As he was working hard to build his business from the ground up, I didn’t see a lot of my father when I was a kid, so many of my earliest memories of him are of these independent trips to the cinema. I recall, for example, him taking me to see American Pie 2 and covering my eyes at the nude scenes even though I had already seen the movie (including the boobs) with my older cousins. I also remember us going to see Scream 3 in theatres, which was a truly life-affirming event for someone who had obsessively watched the first two films on repeat at home. I don’t remember him expressing that he enjoyed either of these films, but I remember that I enjoyed seeing them with him. 

Would Casey have fallen prey to JLB or the “World’s Fair Challenge” if her dad, a figure only heard and not seen in the film, took her to horror movies (perhaps a Paranormal Activity sequel) sometime? I can’t say for sure, but I do know that Casey wanted, nay needed, more attention than she was getting at home. 

Whether JLB’s intentions were pure when he first interacted with her, he gave Casey hope in her highly isolated world, not to mention a reason to keep going, to keep creating. And so, when he breaks the news that the “World’s Fair Challenge” is not real but is in fact a widespread RPG, he also breaks her heart, sending her still-developing brain into emotional overdrive. Suddenly, she is living in a true horror movie of her own making, harshly reminded that real life can be even more harrowing than the scariest of stories. 

We don’t know what happens to Casey after her last video is posted. The final scene of the film sees JLB share a sweet but suspicious story of meeting up with her at a café sometime in the near future. While a part of me wants to believe that Casey is still alive and well, I know the truth is likely much, much darker. Still, I love that Schoenbrun lets us live in this place of unknowing, keeping the fantasy alive for those who need it while also allowing for a more cynical reading if you dare to go there.
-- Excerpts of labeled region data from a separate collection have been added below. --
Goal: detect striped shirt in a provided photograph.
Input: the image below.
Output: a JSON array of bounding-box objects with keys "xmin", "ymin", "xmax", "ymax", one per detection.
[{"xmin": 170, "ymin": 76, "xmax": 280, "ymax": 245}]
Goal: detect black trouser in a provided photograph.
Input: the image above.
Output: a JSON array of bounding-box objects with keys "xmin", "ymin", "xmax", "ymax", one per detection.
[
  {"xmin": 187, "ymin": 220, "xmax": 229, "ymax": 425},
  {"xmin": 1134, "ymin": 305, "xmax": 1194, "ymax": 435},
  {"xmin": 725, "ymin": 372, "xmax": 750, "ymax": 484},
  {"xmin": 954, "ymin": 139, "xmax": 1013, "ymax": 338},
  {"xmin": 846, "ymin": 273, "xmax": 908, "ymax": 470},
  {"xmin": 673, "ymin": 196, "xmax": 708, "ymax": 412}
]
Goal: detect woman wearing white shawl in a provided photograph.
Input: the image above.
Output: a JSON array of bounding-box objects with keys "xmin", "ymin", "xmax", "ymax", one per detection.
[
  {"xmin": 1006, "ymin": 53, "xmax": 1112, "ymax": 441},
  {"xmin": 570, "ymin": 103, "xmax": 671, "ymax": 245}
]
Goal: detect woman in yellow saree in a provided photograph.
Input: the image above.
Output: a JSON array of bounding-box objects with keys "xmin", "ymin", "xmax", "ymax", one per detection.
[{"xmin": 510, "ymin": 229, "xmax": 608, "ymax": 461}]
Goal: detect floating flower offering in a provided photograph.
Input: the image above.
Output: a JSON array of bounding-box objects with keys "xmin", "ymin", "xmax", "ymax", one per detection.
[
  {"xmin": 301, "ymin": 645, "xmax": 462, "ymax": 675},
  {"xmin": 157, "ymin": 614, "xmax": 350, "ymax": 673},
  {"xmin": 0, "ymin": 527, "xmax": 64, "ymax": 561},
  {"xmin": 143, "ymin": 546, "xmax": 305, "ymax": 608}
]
Like the “World’s Fair Challenge” itself, the movie is an exercise in imagination, an invitation to interrogate the inner recesses of your mind in the same way Casey explores the darkest corners of the internet. 

Sure, I sometimes wish my dad had never told me he didn’t like horror movies. It would have been nice to have maintained that fictionalized reality into adulthood, perhaps even for the rest of my life. Ultimately, I’m just glad he made time for me and my interests at a time when I was struggling – perhaps beyond his understanding – to be seen, heard and understood. Because as We’re All Going to the World’s Fair suggests, sometimes playing pretend is just what you need to get through reality.